Dream Catchers for Kelly

Time passes by so quickly but there are times when we can slow it down. It’s wonderful to find ways other writers describe the unconscious. – Elizabeth

Over the holidays, I watched the 2017 movie, “The Man Who Invented Christmas.” It gave me a fresh appreciation for Charles Dickens, the man, and what must have been a whirlwind in his mind.


We are continuing talks about how other people work with the power of the unconscious and the heart’s mind. This time, I share a thought that worked for Kelly.

Like most people, Kelly wanted an example of how she could actually catch her unconscious thoughts because they flitter through the mind so quickly.

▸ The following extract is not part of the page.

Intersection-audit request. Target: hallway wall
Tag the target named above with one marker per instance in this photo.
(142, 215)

I came upon a quote by Charles Dickens that seemed to help.

In Oliver Twist, there’s a scene where Oliver is waking slowly, still drowsy. Dickens makes the observation that at such times, we know just enough of what the mind is doing to form “…a glimmering conception of its mighty powers.” He says that the mind leaps away from earth, sheds time and space, and is freed from the restraint of its “associate,” the body.

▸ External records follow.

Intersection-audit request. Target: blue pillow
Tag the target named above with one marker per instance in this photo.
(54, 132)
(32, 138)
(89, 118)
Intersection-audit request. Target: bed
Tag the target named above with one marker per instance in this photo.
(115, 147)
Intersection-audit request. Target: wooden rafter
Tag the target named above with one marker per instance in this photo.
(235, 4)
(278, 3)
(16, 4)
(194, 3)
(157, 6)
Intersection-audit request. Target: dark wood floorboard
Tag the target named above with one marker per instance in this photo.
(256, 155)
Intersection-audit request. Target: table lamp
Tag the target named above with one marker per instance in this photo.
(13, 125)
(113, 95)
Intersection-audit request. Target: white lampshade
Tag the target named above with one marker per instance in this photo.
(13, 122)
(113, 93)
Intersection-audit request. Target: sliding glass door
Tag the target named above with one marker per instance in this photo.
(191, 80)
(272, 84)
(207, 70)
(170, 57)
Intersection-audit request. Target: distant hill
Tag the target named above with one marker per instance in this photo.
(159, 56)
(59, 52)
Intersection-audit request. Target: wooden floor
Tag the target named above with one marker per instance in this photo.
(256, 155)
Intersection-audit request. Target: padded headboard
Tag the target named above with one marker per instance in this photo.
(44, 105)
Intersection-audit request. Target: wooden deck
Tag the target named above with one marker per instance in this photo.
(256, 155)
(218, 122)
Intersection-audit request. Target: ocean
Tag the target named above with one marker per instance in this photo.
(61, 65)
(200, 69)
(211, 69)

So there are ways that you can capture the unconscious. What is showing up in the physical is just a hint of what time, space, and the body hold, more than our conscious minds can box up. 

We’re busy making something tangible: being successful, raising a family, holding down a job, being entertained, and doing things that make life rich. When life is interrupted, we’re forced to take a look at our lives as a whole, and maybe reflect on how things came about, up to that critical point. The path of the unconscious is the sequence up to the pointwhen life is interrupted. 

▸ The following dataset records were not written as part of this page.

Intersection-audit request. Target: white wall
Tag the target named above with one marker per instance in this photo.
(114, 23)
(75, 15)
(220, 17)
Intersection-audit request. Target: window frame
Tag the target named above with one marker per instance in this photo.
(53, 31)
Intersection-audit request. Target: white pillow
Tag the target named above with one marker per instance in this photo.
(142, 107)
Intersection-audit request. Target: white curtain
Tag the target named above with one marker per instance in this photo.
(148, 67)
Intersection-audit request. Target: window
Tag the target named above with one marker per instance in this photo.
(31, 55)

When we find that other people are participating in something that we have been blessed with, enjoyed, recovered from, we realize there is more to what happens in our lives than what benefits us. It goes beyond us and toward others and becomes something that is integrated into the lives of people around us. That’s why it becomes an ultimate good that is permanent.

Most of us look outside of ourselves and work forward. I looked backward from an emotional reaction to see what brought me to the point of expressing emotion. When something caught my attention or struck me as an unexpected thing, I had an emotional reaction that registered in my mind. I didn’t necessarily know what that reaction was, or what it was connected to. So I would trace back to where that emotion was triggered in the event, and then inside the event, I was able to determine a specific point in a conversation, or something I saw, or whatever, that was actually the root of that emotional response.

We imagine long before we take action; we feel in the heart long before we express emotion. The heart’s mind is that part of us that stays true to our unique identity.